Growing up, I changed my mind about what I wanted to be a few times. My earliest career choice was as a singer/performer. Then it changed to President. Then journalist, actress, teacher and finally, counselor.
I was very active and involved in high school. I was on my school’s newspaper, the theater state board and high school board, was the school’s news anchor, on yearbook, was student teaching a 1st grade English Language Learners class, was in advanced/pre-college courses, etc. I lived and breathed school. I was also in a serious relationship.
That relationship took a lot of my energy and focus. He did not have a supportive, healthy family, had eventually dropped out of school, and did not want me to go to college. After high school, I hadn’t applied to the university I wanted to go to, and we moved in together. I became pregnant with our son and eventually dropped out of the community college I was attending to focus on working and taking care of our household. Around a year after our son was born, our situation became dangerous and, to protect our son, I ended the relationship.

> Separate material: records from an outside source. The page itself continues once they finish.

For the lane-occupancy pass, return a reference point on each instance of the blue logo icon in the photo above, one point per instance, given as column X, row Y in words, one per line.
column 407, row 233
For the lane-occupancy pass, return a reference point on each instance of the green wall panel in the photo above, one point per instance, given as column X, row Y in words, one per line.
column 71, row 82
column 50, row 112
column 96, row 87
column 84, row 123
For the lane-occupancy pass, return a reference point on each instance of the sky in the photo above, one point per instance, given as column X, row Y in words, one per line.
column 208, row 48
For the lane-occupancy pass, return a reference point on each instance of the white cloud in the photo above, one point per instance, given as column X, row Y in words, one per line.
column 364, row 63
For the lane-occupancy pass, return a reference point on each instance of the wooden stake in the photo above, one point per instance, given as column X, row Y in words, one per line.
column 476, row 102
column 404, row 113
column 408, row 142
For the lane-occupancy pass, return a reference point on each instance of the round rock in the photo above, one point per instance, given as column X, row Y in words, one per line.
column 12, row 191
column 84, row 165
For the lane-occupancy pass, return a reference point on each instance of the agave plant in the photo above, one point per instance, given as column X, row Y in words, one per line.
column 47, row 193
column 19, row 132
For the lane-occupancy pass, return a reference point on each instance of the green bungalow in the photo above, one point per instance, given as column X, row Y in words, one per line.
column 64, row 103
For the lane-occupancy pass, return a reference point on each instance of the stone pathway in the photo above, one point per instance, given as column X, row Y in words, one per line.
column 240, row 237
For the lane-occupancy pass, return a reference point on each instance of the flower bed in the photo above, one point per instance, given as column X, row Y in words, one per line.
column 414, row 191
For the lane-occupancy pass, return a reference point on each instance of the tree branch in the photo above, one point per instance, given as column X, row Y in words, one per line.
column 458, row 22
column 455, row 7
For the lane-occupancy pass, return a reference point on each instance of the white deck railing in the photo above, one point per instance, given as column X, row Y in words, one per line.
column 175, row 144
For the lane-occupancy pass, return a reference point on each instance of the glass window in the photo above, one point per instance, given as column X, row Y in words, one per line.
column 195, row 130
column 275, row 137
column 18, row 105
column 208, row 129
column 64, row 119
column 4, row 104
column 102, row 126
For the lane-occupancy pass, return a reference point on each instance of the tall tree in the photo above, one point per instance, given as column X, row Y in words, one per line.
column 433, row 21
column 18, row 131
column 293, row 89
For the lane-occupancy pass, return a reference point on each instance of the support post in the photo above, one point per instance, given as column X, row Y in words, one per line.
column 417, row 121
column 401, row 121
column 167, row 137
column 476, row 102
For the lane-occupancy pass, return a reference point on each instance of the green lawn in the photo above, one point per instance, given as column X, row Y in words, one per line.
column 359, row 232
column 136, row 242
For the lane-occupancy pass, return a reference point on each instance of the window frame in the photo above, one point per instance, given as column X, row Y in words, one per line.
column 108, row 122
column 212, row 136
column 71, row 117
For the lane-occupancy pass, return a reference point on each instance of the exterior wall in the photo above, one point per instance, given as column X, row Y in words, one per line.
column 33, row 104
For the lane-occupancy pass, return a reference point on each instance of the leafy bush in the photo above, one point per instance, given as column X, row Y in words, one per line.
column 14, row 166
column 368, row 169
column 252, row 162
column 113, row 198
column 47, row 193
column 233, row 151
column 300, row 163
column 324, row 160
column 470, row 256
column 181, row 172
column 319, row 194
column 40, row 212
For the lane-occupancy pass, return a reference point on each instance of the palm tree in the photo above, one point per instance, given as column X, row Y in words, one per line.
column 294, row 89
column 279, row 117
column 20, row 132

So, he left. And I was left to pick up the pieces. Our circumstances were highly traumatic—but I leaned on my supports and worked hard to provide for us. We sacrificed a lot. His dad was legally obligated to help, but didn’t, and I didn’t pursue it. Our son didn’t deserve that.

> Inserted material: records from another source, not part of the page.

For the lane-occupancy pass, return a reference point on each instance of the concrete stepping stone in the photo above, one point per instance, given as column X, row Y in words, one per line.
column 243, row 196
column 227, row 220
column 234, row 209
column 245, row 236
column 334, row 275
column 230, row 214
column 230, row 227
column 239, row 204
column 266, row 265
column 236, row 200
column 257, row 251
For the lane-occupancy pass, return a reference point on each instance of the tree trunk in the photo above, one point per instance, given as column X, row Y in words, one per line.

I wasn’t even angry for myself. I probably should have been. I was just so heartbroken for my son. But here, I let love win. Because that’s what we needed.

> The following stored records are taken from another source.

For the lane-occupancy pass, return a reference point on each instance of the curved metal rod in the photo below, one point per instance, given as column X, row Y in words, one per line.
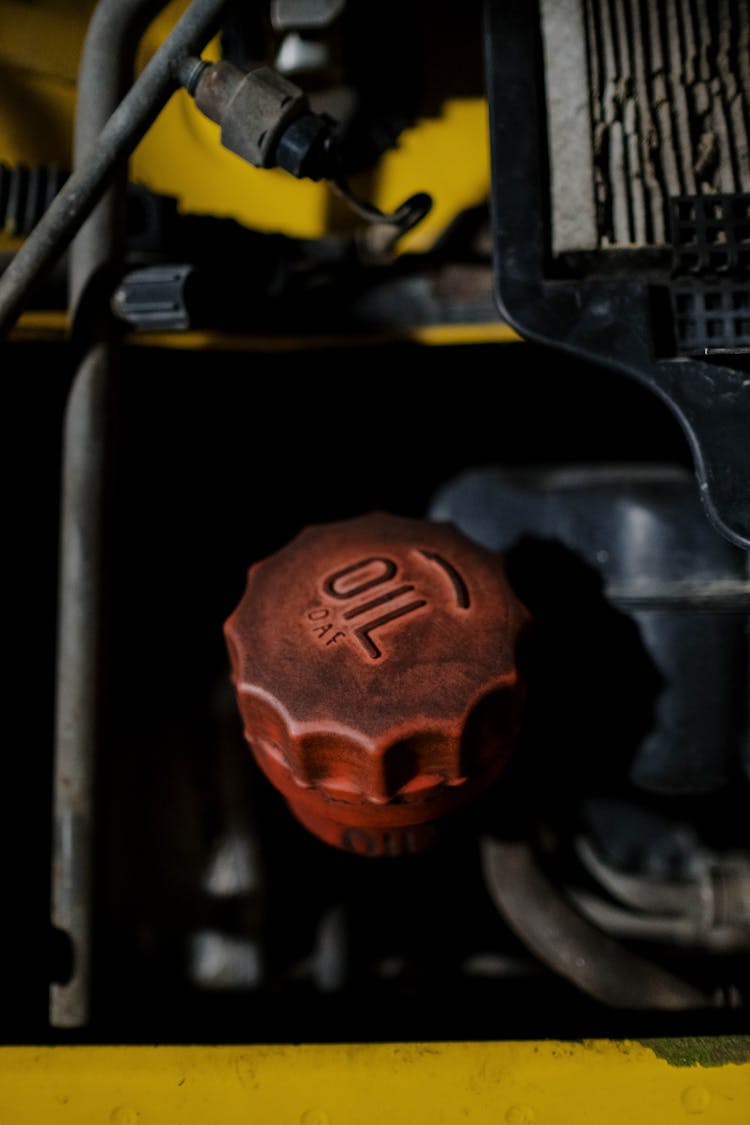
column 122, row 133
column 656, row 896
column 571, row 946
column 106, row 71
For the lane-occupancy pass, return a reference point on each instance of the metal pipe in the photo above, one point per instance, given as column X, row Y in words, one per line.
column 122, row 133
column 106, row 70
column 570, row 945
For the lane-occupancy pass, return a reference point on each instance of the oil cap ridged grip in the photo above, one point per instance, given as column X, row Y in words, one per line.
column 375, row 667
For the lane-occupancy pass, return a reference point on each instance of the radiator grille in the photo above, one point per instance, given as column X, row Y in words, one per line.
column 667, row 89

I went back to school. Associate’s to Bachelor’s to Master’s. Worked multiple jobs to make ends meet. Spent time with my son, tried to balance my social life/relationships, slept where I could. Moments of sadness transformed sometimes into spirals of anger.
Somehow, I stayed living in love. It kept me from resorting to attacks, pursuing “justice”, and inviting chaos back into our lives. I was deeply hurt but recognized that my desire to “do” something other than focus on my own relationship with my son and our well-being would have been BECAUSE I was hurt. So the saying goes that “hurt people hurt people.” It wouldn’t have served a purpose. It would have clouded my judgement and blocked love in my heart.
There are so many times, even now, where a specific Game of Thrones scene pops into my head. The Queen of Dragons, who wishes to change the world, end slavery, and protect the lives of innocent people, lets a moment of deep pain and trauma trigger her into violating her own values and beliefs—which are grounded in love. She calls upon her dragon, Dracarys, to burn a whole city filled with innocent lives in order to avenge her most trusted confidant and advisor’s murder.
Moving On After Ending A Relationship
After starting graduate school, I knew that I wanted to specialize working with relationships. Shortly after, I met the loves of my life. My son and I are now a part of a beautiful, blended family. My son now has siblings and I have a teammate. A man that loves and protects us, that is a loving partner and father. I do the work that I do because I believe in love so much. It is always there. It’s our natural state. We are all born full of love and just hoping to have that need fulfilled; we need to be connected for literal survival. We just have to allow it to show itself.
While hurt people may hurt people, hurt people may also love people. Hurt people may also heal people. We are able to break the cycles of pain and instead, move with love. You are Love. We are Love.